SPD-Chef Sigmar Gabriel schlägt Alarm. Er beklagt einen “dramatischen Vertrauensverlust“ und “kontinuierlichen Erosionsprozess“.

Berlin. SPD-Chef Sigmar Gabriel hat seine Partei zum Auftakt der Vorstandsklausur ermahnt, die Oppositionsrolle aktiv anzunehmen. Um Wählervertrauen zurückzugewinnen, reiche bloße Kritik an der schwarz-gelben Regierung nicht aus. „Wir müssen selber auch die Alternative formulieren und bekanntmachen“, sagte Gabriel. Die Klausur begann am Sonntagabend und soll am Montagmittag enden. In einer Beschlussvorlage zeigt sich die neue SPD-Spitze über die Lage der Sozialdemokraten tief besorgt.

In dem Papier namens „12 Thesen zur Erneuerung der SPD“ heißt es laut einem Bericht der „Passauer Neuen Presse“: „Der Status der SPD als Volkspartei ist gefährdet.“ Beklagt wird ein „dramatischer Vertrauensverlust der SPD“ und ein „kontinuierlicher Erosionsprozess“. Der Partei hätten zuletzt „klares Profil, emotionale Anziehungs- und Überzeugungskraft, Kompetenz und Vertrauen in wichtigen Politikfeldern“ gefehlt. Der rheinland-pfälzische Ministerpräsident und frühere SPD-Chef Kurt Beck äußerte sich indes optimistischer. „Ich bin sehr zuversichtlich, dass es für die SPD ein gutes Jahr wird. Denn wir haben es mit einer Bundesregierung zu tun, die eine katastrophale Leistung abliefert und von einem Krisengipfel zum anderen stolpert“, sagte Beck vor Beginn der Klausur im Berliner Willy-Brandt-Haus. Schwarz-Gelb habe zu unrealistische Vorstellungen, stellte er fest „Steuern senken, die Schuldenbremse umsetzen und auch noch Zukunftsaufgaben in der Bildungspolitik finanzieren – das alles geht eben nicht zusammen.“

Der Parteilinke Björn Böhning sagte zu den schwelenden Konflikten innerhalb der SPD über die Rente mit 67 und die umstrittenen Hartz-IV-Reformen, diese Diskussionsprozesse wolle die Parteispitze bewusst laufen lassen und nicht von oben herab abwürgen. „Ich bin fest davon überzeugt, dass wir zur Mitte des Jahres in diesen Punkten auch zu Ergebnissen kommen, die die Lebensleistung der Menschen im Arbeitsleben stärker berücksichtigen – und zwar sowohl beim Arbeitslosengeld II als auch bei der Rente.“ Gabriel schlug in der „Frankfurter Allgemeinen Sonntagszeitung“ vor, in die künftige Arbeit „nicht nur Mitglieder, sondern alle, die sich interessieren und Sachverstand mitbringen“, einzubinden. Dies könne auch für die Auswahl von Kandidaten, etwa dem Spitzenkandidaten bei Wahlen, gelten.

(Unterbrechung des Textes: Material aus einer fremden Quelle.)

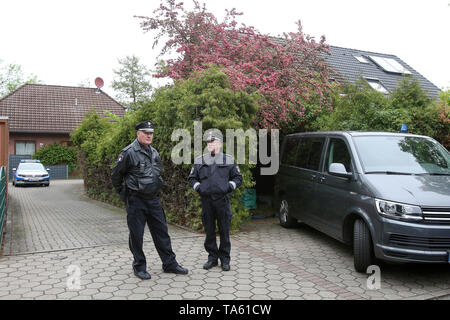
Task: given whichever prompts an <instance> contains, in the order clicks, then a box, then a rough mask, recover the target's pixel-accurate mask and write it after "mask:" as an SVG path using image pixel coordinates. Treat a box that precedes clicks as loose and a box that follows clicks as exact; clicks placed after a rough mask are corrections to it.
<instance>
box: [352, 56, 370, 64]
mask: <svg viewBox="0 0 450 320" xmlns="http://www.w3.org/2000/svg"><path fill="white" fill-rule="evenodd" d="M354 57H355V58H356V59H357V60H358V61H359V62H361V63H369V61H368V60H367V59H366V58H364V57H363V56H354Z"/></svg>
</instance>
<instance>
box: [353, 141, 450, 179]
mask: <svg viewBox="0 0 450 320" xmlns="http://www.w3.org/2000/svg"><path fill="white" fill-rule="evenodd" d="M353 140H354V142H355V145H356V148H357V151H358V155H359V157H360V159H361V162H362V166H363V168H364V172H365V173H367V174H370V173H380V174H430V175H450V153H449V152H448V151H447V150H446V149H445V148H443V147H442V146H441V145H439V144H438V143H436V142H435V141H434V140H431V139H430V140H429V139H426V138H421V137H404V136H361V137H354V138H353Z"/></svg>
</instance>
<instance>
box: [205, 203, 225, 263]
mask: <svg viewBox="0 0 450 320" xmlns="http://www.w3.org/2000/svg"><path fill="white" fill-rule="evenodd" d="M231 216H232V212H231V208H230V200H229V199H228V197H223V198H221V199H217V200H212V199H211V198H206V197H202V222H203V227H204V228H205V232H206V239H205V249H206V251H207V252H208V261H217V260H218V259H220V261H221V262H222V264H224V263H227V264H229V263H230V251H231V242H230V224H231ZM216 221H217V226H218V228H219V234H220V246H219V247H217V241H216Z"/></svg>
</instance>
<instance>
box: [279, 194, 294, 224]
mask: <svg viewBox="0 0 450 320" xmlns="http://www.w3.org/2000/svg"><path fill="white" fill-rule="evenodd" d="M278 213H279V219H280V225H281V226H282V227H284V228H292V227H295V226H296V225H297V220H296V219H294V218H292V217H291V216H290V215H289V204H288V202H287V200H286V199H284V198H283V199H281V202H280V210H279V212H278Z"/></svg>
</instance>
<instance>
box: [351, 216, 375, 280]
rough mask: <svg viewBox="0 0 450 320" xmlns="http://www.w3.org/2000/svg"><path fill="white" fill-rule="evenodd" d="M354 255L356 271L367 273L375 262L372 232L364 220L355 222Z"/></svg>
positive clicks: (355, 269) (356, 221) (357, 220)
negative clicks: (370, 266) (372, 238)
mask: <svg viewBox="0 0 450 320" xmlns="http://www.w3.org/2000/svg"><path fill="white" fill-rule="evenodd" d="M353 255H354V265H355V270H356V271H358V272H366V270H367V267H369V266H370V265H372V264H373V262H374V257H373V246H372V238H371V237H370V230H369V228H368V227H367V224H366V223H365V222H364V220H362V219H357V220H356V221H355V225H354V229H353Z"/></svg>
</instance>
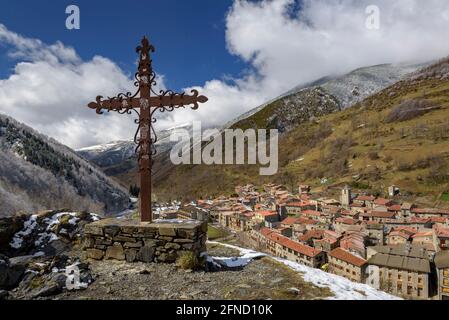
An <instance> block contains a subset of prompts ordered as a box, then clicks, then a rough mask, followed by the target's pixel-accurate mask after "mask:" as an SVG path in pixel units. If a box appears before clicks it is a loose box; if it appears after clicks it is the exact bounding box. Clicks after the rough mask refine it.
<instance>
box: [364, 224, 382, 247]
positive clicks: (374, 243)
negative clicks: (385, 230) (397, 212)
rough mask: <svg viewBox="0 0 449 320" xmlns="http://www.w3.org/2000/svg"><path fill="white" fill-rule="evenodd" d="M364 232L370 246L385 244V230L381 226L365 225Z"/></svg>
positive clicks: (368, 243)
mask: <svg viewBox="0 0 449 320" xmlns="http://www.w3.org/2000/svg"><path fill="white" fill-rule="evenodd" d="M365 230H366V232H367V233H368V239H367V243H368V245H371V246H379V245H383V244H384V242H385V228H384V225H383V224H378V223H367V224H366V225H365Z"/></svg>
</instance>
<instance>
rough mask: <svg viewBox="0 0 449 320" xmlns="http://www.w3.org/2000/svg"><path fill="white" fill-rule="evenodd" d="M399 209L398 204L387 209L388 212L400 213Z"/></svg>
mask: <svg viewBox="0 0 449 320" xmlns="http://www.w3.org/2000/svg"><path fill="white" fill-rule="evenodd" d="M401 208H402V207H401V205H400V204H394V205H392V206H389V207H388V211H401Z"/></svg>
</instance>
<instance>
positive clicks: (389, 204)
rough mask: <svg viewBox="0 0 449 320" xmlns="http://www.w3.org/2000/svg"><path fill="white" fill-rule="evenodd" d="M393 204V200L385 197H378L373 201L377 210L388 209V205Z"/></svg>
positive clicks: (390, 205)
mask: <svg viewBox="0 0 449 320" xmlns="http://www.w3.org/2000/svg"><path fill="white" fill-rule="evenodd" d="M392 205H393V201H391V200H389V199H384V198H377V199H376V200H374V201H373V209H374V210H376V211H388V207H390V206H392Z"/></svg>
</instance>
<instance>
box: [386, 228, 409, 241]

Gabriel, der nach der schweren Wahlniederlage der SPD in der Bundestagswahl im September 2009 den Parteivorsitz von Franz Müntefering übernommen hatte, sagte: „Bei ehrlicher Betrachtung bin ich als Vorsitzender das Produkt einer tiefen Krise der SPD.“ In „Spiegel online“ griff der SPD-Vorsitzende Bundeskanzlerin Angela Merkel scharf an und warf ihr vor, die Wähler zu täuschen. Sie verheimliche ihre Sparpläne, wahrscheinlich bis zur Landtagswahl in Nordrhein-Westfalen im Mai. „Das ist Betrug“, meinte Gabriel. Statt die zentralen Herausforderungen wie die Finanzlage oder die Arbeitslosigkeit anzugehen, beschäftige sich die Kanzlerin mit taktischen Varianten, wie man die Wähler am besten hinters Licht führen könne. Ausdruck dessen seien die zum Jahreswechsel in Kraft getretenen Steuersenkungen.